Study area. The Tehuacán–Cuicatlán biosphere reserve is located in southeastern Puebla and northwestern Oaxaca, approximately at 96° 55' to 97° 44' longitude W and 17° 39' to 18° 53' latitude N. The reserve has an extension of about 5 000 km2, but it belongs to a much larger unit, the floristic province of Tehuacán–Cuicatlán valley (Rzedowski, 1978) which covers about 10 000 km2 and represents the southernmost semiarid area in Mexico and in North America. It is one of the most important arid regions in the world, due to its floristic richness and high endemism rate (Dávila , 1997; Dávila et al., 2002). Because the available biological dataset of mammalian distribution within BRTC was biased and incomplete for most species, we rather used the more complete and less biased dataset of mammalian diversity patterns for a region that included the Tehuacán–Cuicatlán valley and its surrounding areas of influence: the Balsas basin, the Mixteca region, the arid zone of the State of Veracruz, and part of the Sierra Madre del Sur mountain range.

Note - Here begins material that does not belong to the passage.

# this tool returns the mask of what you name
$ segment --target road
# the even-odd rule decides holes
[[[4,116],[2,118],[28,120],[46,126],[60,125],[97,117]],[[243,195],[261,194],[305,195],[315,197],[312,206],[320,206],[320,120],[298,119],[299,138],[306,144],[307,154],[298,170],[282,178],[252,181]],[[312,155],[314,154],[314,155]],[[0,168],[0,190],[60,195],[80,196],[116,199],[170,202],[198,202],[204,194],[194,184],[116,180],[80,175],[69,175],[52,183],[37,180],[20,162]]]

We defined the climatic domains (geographic units with similar environments) through multivariate classification of a data set consisting of climatic estimates for points on a 1–km grid across our study area. Using ArcView 3.2 (Environmental Systems Research Institute [ESRI], Redlands, California, U.S.A.), we created a rectangular polygon with extreme coordinates 19.00o North, 17.00o South, –96.65o East, and –99.50o West. This polygon represented our study area and included the Tehuacán–Cuicatlán valley and its surrounding areas of influence: the Balsas basin, the Mixteca region, the arid zone of the State of Veracruz, and part of the Sierra Madre del Sur mountain range. The polygon included an area of approximately 90 000 km2. We overlapped the environmental data with the biological dataset of point locations (species, longitude, latitude, and elevation) from mammalian species that fell in our study area.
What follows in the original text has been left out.